Wild horses and 17 tonnes of Spanish treasure

August 10, 2009


John Amrhein, Jr's book The Hidden Galleon

Millions of people are familiar with the wild horses of Virginia's Assateague Island. They became world famous when Marguerite Henry published Misty of Chincoteague in 1947.

In this children's classic, she recounts the legend of a lost Spanish galleon being the source of the wild horses.

This legendary galleon now finds itself at the centre of a controversy over a Spanish treasure hoard.

Odyssey Marine Exploration of Tampa, Florida, is mired in a legal battle with the Kingdom of Spain in the federal court in Tampa over rights to 17 tonnes of silver coins which some have valued at $US500 million.

The treasure is reported to have come from a Spanish warship called the Nuestra Senora de Mercedes, sunk off Portugal in 1804. The treasure was recovered in May of 2007 and flown into Tampa for court protection.

Now, what do the wild horses of Assateague have to do with 17 tonnes of treasure from a shipwreck found on the other side of the Atlantic? Only one thing: the award-winning book called The Hidden Galleon: The true story of a lost Spanish ship and the legendary wild horses of Assateague Island.

The book, published in October 2007, not only gives a complete history of the horses and the legendary Spanish galleon called La Galga, which ran ashore on Assateague in 1750, but debunks a shipwreck case being cited by Spain to encourage the Tampa court to force Odyssey to give up their treasure haul.

The author, John Amrhein, Jr, describes how he located La Galga in 1983 buried beneath the sands and marshes of Assateague and within the Chincoteague National Wildlife Refuge.


Interior View of the Spanish Warship La Galga 1750
He was guided by intensive research in American and Spanish archives and by a descendant of one of the characters portrayed in Misty.

La Galga was carrying small amounts of treasure, tonnes of tobacco, and mahogany planks for the windows and doors of King Ferdinand VI's opulent palace being built in Madrid.

She drove ashore on September 5 on the deserted beaches of Assateague Island after enduring 12 days of a hurricane, leaving behind an enduring legend that survives today in the wild horses that run free and which are known today as the Chincoteague ponies.

The legend has it that ponies swam ashore from the shipwreck. However, it is more likely that early 17th-century colonists let horses loose on the island to avoid a tax on fenced livestock.

Amrhein also produces evidence of how La Galga and another Spanish warship called the Juno were erroneously awarded to Spain in 2000 by a federal court in Virginia.


The Chincoteague pony swim is immortalised in Marguerite Henry's famous book Misty of Chincoteague.
That case has been touted by Spain as its leading precedent to defeat Odyssey Marine Exploration.

In his book, Amrhein not only details the location of La Galga as buried under the island but that the Juno, lost in 1802, actually was reported to have sunk 280 miles from where the misinformed court was led to believe.

This evidence was not presented to the court when it awarded to Spain two unidentified merchant ships rightfully the property of the Commonwealth of Virginia.

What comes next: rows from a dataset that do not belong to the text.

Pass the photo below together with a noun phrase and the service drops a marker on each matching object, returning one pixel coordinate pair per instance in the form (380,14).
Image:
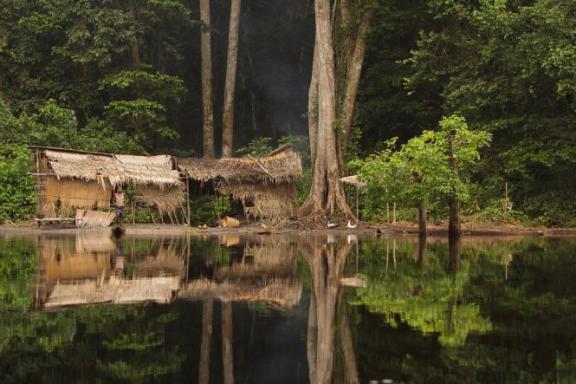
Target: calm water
(271,309)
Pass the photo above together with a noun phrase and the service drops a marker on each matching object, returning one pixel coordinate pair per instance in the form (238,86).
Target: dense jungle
(431,102)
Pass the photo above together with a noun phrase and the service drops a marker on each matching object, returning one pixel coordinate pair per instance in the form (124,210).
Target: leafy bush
(17,195)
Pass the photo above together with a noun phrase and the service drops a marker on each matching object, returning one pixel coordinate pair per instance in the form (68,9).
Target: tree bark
(313,106)
(355,65)
(230,84)
(227,352)
(454,227)
(422,220)
(204,367)
(421,251)
(326,195)
(207,102)
(133,46)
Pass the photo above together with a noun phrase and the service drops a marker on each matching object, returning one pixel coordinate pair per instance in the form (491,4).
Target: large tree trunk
(204,366)
(313,106)
(207,102)
(454,228)
(230,84)
(355,65)
(326,195)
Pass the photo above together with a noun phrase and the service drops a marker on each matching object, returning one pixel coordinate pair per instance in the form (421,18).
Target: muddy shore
(363,229)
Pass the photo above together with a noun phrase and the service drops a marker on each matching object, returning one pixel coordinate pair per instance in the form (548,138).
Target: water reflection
(316,309)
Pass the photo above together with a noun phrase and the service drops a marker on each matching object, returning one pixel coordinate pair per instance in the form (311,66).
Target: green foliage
(507,67)
(259,146)
(209,209)
(17,193)
(419,171)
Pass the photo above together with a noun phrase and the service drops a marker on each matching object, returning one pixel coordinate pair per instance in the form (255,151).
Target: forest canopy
(127,77)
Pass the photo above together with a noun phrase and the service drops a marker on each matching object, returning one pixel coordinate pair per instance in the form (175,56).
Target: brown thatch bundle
(281,166)
(116,169)
(166,201)
(273,202)
(74,193)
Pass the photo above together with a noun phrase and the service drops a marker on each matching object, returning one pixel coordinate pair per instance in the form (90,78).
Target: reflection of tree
(204,367)
(427,296)
(326,262)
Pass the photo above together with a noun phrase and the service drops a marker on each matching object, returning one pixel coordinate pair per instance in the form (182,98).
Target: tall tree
(353,50)
(326,195)
(230,84)
(207,102)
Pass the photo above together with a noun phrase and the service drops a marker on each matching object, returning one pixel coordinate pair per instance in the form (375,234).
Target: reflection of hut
(280,292)
(69,179)
(267,271)
(266,186)
(79,272)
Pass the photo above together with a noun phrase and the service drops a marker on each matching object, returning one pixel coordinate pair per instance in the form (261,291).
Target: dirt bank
(363,229)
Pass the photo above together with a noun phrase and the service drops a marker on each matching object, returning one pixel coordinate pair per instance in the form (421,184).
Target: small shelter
(70,179)
(266,186)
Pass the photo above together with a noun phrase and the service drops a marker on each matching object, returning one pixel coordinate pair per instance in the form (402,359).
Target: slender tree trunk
(313,106)
(421,251)
(326,195)
(422,219)
(133,45)
(227,352)
(204,367)
(207,102)
(352,81)
(230,84)
(454,228)
(454,253)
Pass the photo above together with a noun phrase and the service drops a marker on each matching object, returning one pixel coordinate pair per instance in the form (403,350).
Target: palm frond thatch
(281,166)
(117,169)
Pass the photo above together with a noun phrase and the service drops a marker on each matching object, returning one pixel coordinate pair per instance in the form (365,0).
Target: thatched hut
(70,179)
(266,186)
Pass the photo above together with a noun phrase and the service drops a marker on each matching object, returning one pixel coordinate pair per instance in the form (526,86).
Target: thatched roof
(117,169)
(281,166)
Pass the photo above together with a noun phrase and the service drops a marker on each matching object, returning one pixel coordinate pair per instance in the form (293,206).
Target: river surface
(287,309)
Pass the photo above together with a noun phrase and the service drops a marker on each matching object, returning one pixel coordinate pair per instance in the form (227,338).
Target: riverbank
(404,229)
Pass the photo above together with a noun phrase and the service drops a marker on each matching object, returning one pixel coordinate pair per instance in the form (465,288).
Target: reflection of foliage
(428,298)
(126,342)
(532,313)
(17,264)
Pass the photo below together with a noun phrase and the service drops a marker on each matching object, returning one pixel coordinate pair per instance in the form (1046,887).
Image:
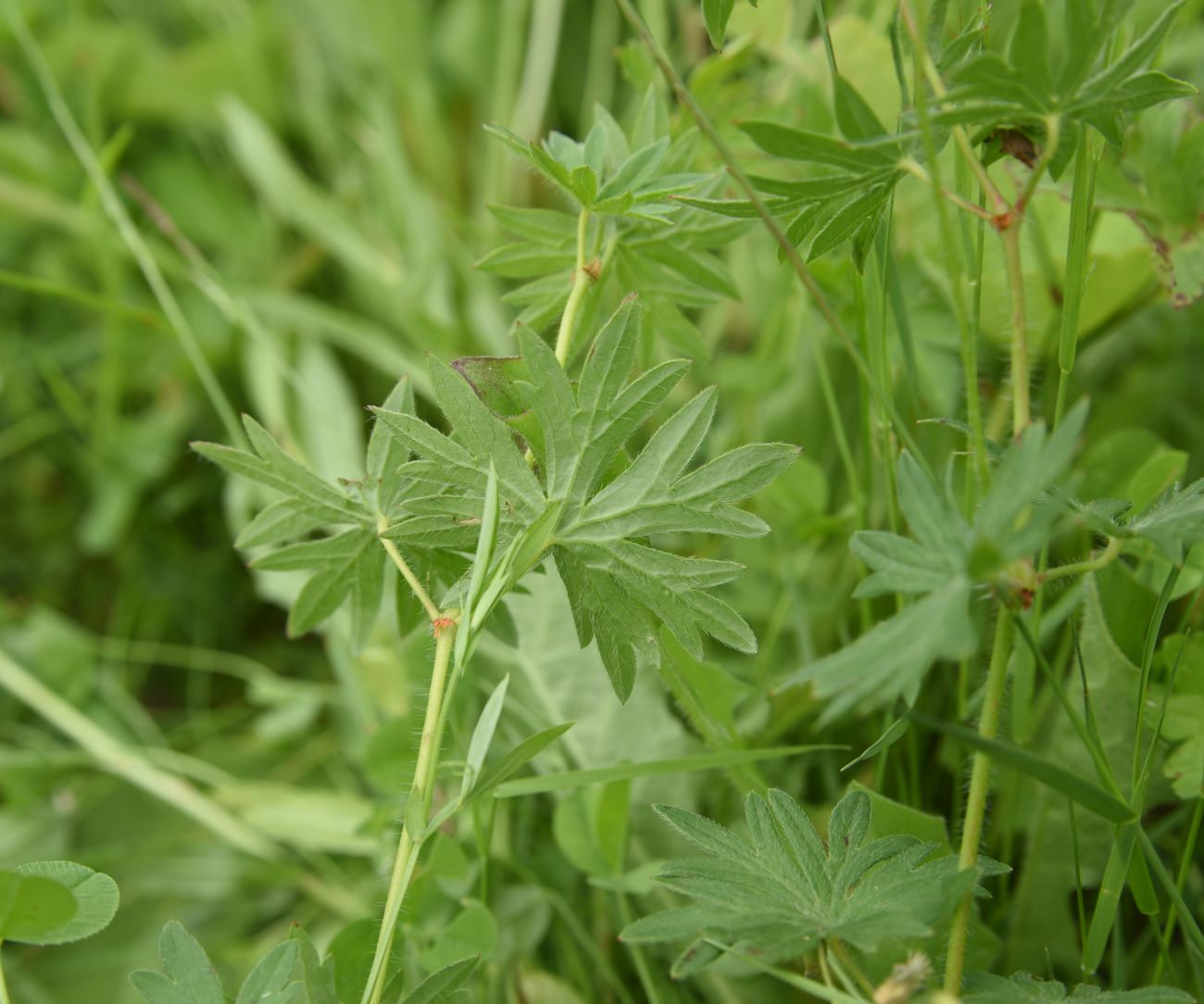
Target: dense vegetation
(769,567)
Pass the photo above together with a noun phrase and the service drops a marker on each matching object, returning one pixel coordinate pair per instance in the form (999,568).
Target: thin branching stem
(582,280)
(1102,560)
(975,802)
(408,573)
(928,69)
(417,808)
(916,169)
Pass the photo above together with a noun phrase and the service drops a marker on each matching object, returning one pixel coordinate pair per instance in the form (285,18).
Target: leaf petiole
(582,280)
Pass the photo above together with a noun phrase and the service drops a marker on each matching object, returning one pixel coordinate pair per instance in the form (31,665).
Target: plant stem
(954,264)
(1102,560)
(581,283)
(1022,412)
(417,808)
(408,573)
(862,980)
(975,802)
(928,69)
(916,169)
(1082,206)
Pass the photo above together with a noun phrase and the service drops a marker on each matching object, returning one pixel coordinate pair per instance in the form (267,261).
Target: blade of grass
(120,220)
(1084,792)
(649,768)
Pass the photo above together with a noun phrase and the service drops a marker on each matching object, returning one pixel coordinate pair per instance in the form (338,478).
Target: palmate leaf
(778,892)
(290,973)
(990,91)
(631,184)
(348,563)
(947,562)
(621,587)
(1022,988)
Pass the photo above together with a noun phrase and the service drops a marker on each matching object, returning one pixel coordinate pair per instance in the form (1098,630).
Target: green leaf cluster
(781,892)
(1022,89)
(627,221)
(290,973)
(1022,988)
(588,506)
(323,529)
(946,563)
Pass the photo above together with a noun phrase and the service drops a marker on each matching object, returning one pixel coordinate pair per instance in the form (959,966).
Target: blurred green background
(314,183)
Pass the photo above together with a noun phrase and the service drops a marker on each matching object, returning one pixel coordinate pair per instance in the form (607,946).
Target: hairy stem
(1100,560)
(581,283)
(975,802)
(1022,410)
(417,808)
(408,573)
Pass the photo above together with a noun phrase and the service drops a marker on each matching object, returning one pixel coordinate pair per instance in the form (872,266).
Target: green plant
(53,903)
(950,734)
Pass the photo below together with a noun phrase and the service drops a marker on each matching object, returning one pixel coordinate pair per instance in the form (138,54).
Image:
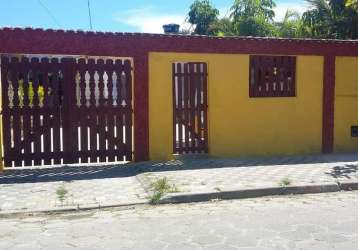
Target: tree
(202,14)
(243,9)
(352,4)
(331,19)
(253,17)
(291,25)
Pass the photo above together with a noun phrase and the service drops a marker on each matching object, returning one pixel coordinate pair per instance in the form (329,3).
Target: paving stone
(34,190)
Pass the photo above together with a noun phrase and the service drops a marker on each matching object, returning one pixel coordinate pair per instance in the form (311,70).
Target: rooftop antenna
(89,14)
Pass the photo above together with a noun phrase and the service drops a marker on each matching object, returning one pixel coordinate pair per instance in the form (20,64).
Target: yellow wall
(239,125)
(346,104)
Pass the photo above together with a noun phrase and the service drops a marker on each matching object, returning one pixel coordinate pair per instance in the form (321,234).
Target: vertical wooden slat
(46,112)
(16,150)
(205,106)
(83,110)
(186,107)
(119,117)
(179,123)
(70,132)
(92,112)
(101,112)
(37,112)
(128,72)
(192,106)
(5,71)
(198,108)
(174,99)
(24,69)
(57,110)
(111,114)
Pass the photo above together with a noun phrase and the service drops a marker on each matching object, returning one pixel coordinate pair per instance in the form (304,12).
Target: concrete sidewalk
(71,188)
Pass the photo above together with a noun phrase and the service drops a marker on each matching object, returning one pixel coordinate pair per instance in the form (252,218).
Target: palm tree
(331,19)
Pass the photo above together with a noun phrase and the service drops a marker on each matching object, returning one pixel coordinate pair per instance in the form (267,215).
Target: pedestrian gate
(66,110)
(190,108)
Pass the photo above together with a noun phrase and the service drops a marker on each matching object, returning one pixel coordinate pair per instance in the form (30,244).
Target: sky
(112,15)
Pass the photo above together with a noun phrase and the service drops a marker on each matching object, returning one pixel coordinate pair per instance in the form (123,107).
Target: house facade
(224,96)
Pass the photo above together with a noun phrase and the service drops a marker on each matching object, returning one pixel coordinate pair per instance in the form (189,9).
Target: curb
(253,193)
(349,186)
(203,197)
(4,215)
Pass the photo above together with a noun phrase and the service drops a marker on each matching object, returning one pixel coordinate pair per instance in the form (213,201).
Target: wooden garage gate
(59,110)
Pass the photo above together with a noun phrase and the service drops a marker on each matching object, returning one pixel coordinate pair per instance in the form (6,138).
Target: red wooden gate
(190,108)
(63,111)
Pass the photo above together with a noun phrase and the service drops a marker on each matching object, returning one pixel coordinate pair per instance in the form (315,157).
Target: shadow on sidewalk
(72,173)
(345,171)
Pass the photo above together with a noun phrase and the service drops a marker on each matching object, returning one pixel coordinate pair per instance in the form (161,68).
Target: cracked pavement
(320,221)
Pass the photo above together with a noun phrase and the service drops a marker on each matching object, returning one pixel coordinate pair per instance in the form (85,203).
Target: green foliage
(160,188)
(244,9)
(255,26)
(61,193)
(335,19)
(291,25)
(285,182)
(202,15)
(331,19)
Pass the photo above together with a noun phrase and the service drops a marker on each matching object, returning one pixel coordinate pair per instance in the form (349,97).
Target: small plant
(61,193)
(161,185)
(285,182)
(160,188)
(155,198)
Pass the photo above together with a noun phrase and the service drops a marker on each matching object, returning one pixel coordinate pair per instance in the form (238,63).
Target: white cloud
(149,19)
(281,8)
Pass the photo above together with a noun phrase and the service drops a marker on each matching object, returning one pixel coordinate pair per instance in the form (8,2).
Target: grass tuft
(285,182)
(160,188)
(61,193)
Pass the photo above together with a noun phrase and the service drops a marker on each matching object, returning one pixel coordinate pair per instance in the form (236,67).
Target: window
(272,76)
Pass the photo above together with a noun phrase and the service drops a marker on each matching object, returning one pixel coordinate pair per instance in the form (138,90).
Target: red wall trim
(38,41)
(328,103)
(141,107)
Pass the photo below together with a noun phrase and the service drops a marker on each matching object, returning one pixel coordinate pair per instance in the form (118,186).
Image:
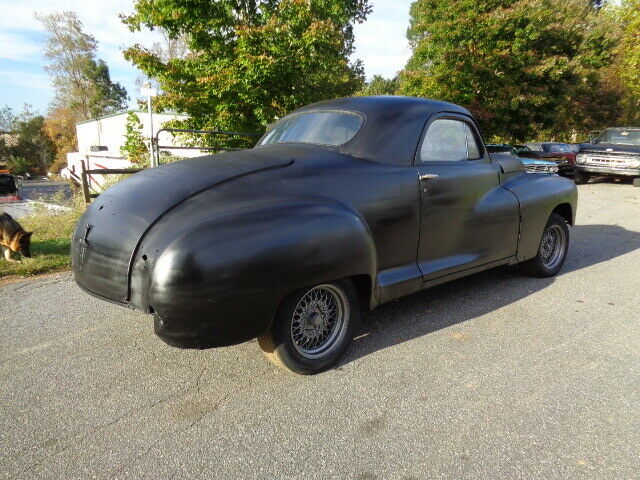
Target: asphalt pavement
(496,376)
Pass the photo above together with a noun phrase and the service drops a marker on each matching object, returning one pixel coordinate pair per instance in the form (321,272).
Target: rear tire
(313,328)
(581,177)
(552,251)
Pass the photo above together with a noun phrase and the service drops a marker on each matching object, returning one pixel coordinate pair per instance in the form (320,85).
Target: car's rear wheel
(313,328)
(552,251)
(581,177)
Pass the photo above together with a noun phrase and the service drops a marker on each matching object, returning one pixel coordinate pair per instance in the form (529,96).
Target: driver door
(467,218)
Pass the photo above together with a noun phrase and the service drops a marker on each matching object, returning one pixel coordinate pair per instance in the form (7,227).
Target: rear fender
(235,269)
(539,195)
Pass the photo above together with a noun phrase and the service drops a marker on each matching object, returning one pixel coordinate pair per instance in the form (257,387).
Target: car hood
(108,234)
(609,148)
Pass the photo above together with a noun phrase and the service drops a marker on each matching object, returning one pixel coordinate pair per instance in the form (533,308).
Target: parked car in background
(559,153)
(8,187)
(531,165)
(615,153)
(342,205)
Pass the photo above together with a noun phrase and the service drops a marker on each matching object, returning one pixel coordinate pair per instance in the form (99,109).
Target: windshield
(319,128)
(620,136)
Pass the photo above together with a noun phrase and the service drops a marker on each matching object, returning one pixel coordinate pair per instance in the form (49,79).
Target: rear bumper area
(191,333)
(596,169)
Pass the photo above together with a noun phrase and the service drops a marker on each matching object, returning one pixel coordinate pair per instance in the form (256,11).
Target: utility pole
(149,91)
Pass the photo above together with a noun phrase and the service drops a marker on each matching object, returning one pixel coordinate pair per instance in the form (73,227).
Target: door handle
(427,176)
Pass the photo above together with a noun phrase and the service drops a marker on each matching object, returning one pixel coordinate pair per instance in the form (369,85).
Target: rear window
(319,128)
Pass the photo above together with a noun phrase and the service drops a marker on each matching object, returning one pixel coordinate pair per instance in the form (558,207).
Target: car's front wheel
(552,251)
(313,328)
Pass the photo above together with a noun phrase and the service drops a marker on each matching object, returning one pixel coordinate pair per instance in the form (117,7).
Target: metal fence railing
(217,134)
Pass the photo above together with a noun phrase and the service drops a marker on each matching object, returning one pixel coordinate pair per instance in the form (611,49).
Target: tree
(32,149)
(60,127)
(250,62)
(629,50)
(134,149)
(82,83)
(521,66)
(381,86)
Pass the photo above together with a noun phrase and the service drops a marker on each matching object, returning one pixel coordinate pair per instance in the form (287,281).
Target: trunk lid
(108,234)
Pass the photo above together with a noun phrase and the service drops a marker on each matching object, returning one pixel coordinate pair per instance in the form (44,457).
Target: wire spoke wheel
(552,247)
(319,321)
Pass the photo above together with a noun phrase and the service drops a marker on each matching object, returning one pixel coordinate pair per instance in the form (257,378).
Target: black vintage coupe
(341,206)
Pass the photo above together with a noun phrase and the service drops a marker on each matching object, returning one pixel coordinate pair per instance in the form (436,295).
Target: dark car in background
(614,153)
(8,185)
(561,154)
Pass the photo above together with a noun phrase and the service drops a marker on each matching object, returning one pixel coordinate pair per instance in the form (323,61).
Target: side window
(473,148)
(445,140)
(450,141)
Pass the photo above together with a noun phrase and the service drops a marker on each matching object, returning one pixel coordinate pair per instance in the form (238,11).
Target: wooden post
(85,184)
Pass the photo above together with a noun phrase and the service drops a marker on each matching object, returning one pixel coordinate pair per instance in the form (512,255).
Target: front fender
(228,274)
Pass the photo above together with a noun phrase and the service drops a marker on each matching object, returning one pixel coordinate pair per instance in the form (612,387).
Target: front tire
(552,251)
(313,328)
(580,177)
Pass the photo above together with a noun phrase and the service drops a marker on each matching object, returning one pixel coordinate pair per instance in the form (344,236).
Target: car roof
(392,127)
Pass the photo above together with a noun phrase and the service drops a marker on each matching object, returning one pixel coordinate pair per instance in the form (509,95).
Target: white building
(100,140)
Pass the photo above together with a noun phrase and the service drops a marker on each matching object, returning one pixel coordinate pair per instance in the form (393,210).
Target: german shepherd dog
(13,238)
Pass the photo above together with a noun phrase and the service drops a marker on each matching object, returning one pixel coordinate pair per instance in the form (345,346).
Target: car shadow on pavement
(458,301)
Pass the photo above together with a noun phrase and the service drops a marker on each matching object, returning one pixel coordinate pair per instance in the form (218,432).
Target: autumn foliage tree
(524,67)
(249,62)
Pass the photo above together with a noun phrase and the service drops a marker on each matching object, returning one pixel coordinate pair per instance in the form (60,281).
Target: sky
(380,43)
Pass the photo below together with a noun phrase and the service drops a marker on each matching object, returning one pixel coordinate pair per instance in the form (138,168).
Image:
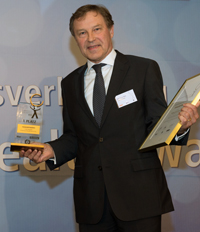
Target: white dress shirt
(89,79)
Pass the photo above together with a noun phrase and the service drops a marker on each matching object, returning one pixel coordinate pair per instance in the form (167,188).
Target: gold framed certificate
(169,124)
(29,119)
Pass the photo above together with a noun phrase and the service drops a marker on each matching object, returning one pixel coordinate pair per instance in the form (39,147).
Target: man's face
(93,37)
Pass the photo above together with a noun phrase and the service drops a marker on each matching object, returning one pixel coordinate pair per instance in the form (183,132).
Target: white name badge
(125,98)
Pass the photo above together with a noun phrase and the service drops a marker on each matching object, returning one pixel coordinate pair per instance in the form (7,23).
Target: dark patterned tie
(98,93)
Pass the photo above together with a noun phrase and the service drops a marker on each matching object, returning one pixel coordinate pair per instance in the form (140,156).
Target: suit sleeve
(154,93)
(65,147)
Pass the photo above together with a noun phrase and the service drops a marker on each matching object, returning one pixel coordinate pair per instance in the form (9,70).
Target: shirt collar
(110,59)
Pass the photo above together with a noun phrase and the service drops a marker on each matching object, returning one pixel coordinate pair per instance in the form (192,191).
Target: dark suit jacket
(108,157)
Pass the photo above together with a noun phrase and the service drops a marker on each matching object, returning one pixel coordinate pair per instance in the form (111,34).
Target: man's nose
(91,37)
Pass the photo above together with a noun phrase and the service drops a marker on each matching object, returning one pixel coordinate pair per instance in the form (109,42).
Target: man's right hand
(38,156)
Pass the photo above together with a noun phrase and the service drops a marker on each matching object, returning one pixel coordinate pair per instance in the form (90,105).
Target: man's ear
(112,31)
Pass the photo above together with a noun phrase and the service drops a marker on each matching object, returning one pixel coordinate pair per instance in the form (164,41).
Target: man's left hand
(188,116)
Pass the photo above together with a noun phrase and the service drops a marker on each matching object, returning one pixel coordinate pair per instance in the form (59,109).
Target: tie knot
(97,67)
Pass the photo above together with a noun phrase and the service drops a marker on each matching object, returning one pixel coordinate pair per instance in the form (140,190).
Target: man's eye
(82,33)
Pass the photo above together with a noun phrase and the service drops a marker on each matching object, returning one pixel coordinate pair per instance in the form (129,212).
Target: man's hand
(38,156)
(188,116)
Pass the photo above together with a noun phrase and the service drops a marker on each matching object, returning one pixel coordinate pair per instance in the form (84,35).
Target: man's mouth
(93,47)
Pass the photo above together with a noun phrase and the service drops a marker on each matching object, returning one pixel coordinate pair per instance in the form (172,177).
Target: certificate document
(169,124)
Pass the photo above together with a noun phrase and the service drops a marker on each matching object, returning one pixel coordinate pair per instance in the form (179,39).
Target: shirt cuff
(179,137)
(53,159)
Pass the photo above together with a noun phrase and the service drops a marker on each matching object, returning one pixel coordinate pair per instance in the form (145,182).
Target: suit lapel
(120,69)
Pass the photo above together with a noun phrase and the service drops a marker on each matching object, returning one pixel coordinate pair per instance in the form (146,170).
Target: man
(116,188)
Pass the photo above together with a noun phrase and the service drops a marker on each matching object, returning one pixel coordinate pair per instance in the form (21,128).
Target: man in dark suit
(116,188)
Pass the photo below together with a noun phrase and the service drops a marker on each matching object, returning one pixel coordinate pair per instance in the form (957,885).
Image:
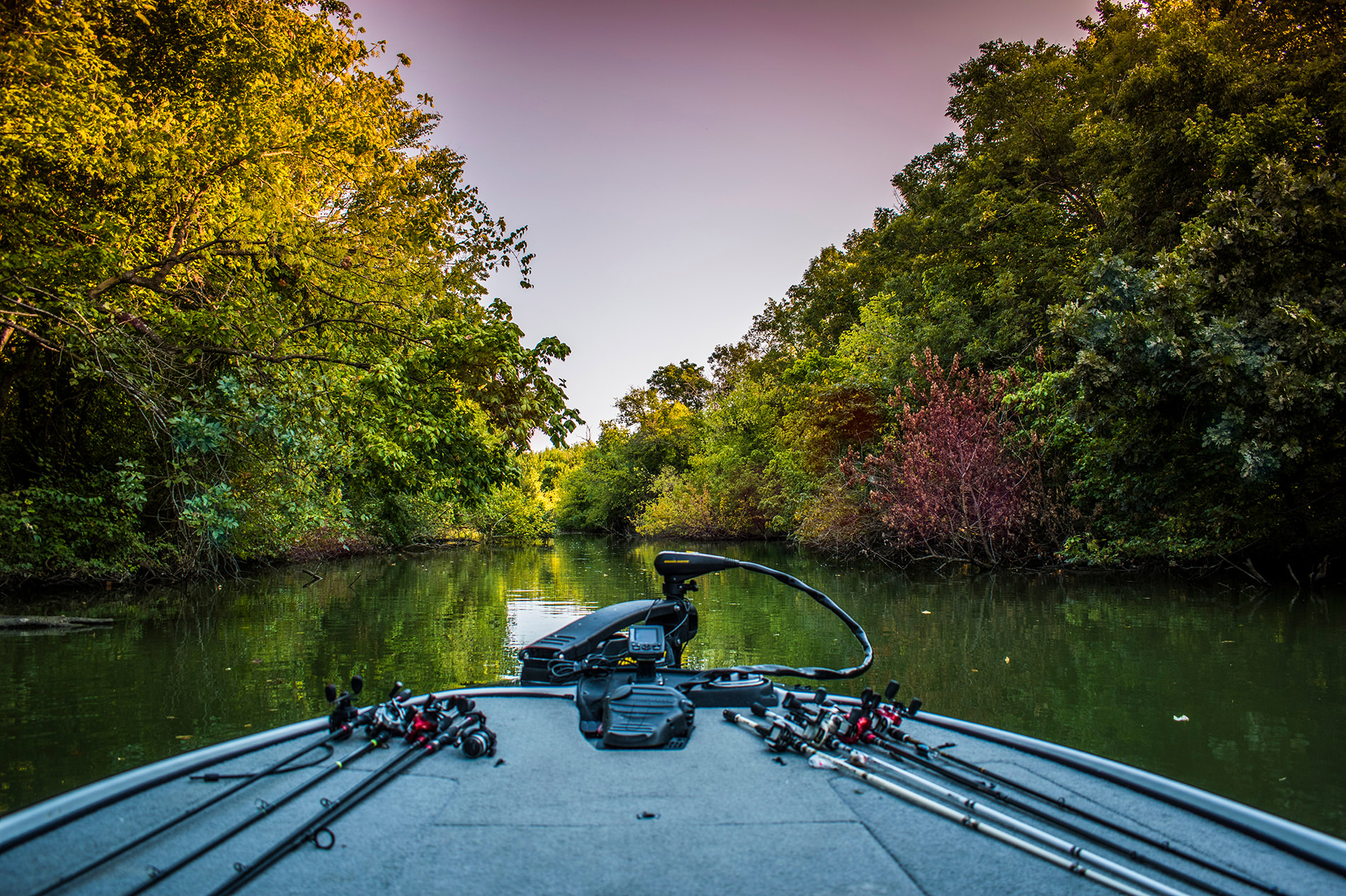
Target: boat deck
(551,814)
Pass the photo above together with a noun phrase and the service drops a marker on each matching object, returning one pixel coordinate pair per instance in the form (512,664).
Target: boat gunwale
(1299,840)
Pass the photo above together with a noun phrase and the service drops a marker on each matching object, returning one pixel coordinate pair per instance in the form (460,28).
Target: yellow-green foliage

The author also recounts an earlier court battle where he exposed a con man who had swindled investors and the federal government with a fictitious ship called the San Lorenzo which he had claimed was the source of the wild ponies of Assateague Island.

Recently, the Spanish government has told the United States government that Amrhein and his archaeologist should not be allowed on Assateague to map the site of the buried Spanish warship.

It is expected that the Odyssey Marine Exploration case will go to trial where Amrhein expects more of this controversy to be revealed to the public.